Raquel Barreto’s costumes for our August production of Uncle Vanya will be “not stiff or dull,” said the costume designer during her Meet & Greet presentation last week. They’ll be a mix of 21st-century modern and turn-of-the-21st century Eastern Europe, with period fabrics and color combinations reworked to make the characters approachable–“so we’re interested in whatever they’re going through.” There will be some Russian folk costume influence, but we’ll definitely be seeing a bit more skin than would be period-appropriate.
To the far left is the eponymous Uncle Vanya (played by Dan Hiatt), in his Act 1 corduroy and vest.
And here’s Vanya again, in his Act 2 outfit.
Here we have Vanya’s niece, Sonya (Annie Purcell), who owns and operates the farm. She works the land but is not a peasant; she’s educated but isolated.
These are two of her three outfits, and all of them include the same utilitarian denim skirt.
Here’s the brooding country doctor Astrov (Andy Murray), who wears the same suit every day (including a summer weight jacket) but somehow manages to be totally, well, crushworthy–most likely due to his job as the ecologically aware Chekhov’s stand-in.

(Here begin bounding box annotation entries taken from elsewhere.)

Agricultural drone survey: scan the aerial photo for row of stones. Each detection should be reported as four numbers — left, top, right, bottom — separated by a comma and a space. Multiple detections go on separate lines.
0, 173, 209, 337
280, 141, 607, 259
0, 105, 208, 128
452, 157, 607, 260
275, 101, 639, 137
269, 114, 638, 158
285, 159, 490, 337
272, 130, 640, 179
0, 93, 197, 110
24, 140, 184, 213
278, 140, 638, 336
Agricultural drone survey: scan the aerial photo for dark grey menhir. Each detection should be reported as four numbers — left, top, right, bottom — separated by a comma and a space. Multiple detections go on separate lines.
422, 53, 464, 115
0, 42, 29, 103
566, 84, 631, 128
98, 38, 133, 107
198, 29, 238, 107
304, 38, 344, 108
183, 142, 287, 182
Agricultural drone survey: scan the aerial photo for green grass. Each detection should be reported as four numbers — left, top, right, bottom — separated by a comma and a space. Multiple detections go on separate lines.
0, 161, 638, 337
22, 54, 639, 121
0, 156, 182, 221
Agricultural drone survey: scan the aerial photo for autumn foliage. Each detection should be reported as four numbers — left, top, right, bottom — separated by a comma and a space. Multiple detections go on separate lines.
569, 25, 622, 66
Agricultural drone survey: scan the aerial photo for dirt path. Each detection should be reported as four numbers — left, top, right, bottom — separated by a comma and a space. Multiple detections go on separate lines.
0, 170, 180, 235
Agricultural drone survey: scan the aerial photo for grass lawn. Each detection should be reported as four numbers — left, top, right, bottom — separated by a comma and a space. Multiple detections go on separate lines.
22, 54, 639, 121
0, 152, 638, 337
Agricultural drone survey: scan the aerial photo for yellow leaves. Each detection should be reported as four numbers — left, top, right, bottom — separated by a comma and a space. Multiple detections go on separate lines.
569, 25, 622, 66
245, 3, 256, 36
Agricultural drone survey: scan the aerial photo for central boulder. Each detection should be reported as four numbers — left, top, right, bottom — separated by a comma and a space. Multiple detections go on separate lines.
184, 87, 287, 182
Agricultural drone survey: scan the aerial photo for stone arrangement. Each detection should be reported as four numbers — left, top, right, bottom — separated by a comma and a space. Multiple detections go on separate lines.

Contrast Astrov with the dashing retired Professor Serebryakov (James Carpenter), whose visit (with new wife Yelena) turns the country life of all of the above on its ear, therefore setting in motion the play. he arrives in Act 1 wearing a long, white coat, not really prepared for farm work, per se, but certainly protected from harm, dirt, and the sun by his cane, boots, and hat.
In his Act 2 lounging gear, the professor certainly stands in sharp contrast to the plain white pyjamas of his former brother-in-law, Vanya.
And here is Yelena (Sarah Grace Wilson), the professor’s beautiful young wife, also not exactly dressed for the country (so different from her grown stepdaughter, Sonya). She enters the play in an almost ethereal way, done up in soft lace.
Her later outfits are in deeper shades, but no less feminine. Raquel and director Timothy Near did some research on how lace was used in the upper class women’s fashion of Chekhov’s time, and this will certainly come into play with Yelena.
And finally, here’s my favorite–Marya, widow of a Senator and mother of the professor’s first wife (and therefore Sonya’s grandmother). She’s being played by Joan Mankin. I think I missed the part of the Meet & Greet where they talked about Marya’s costuming. But would ya check out that suit??!!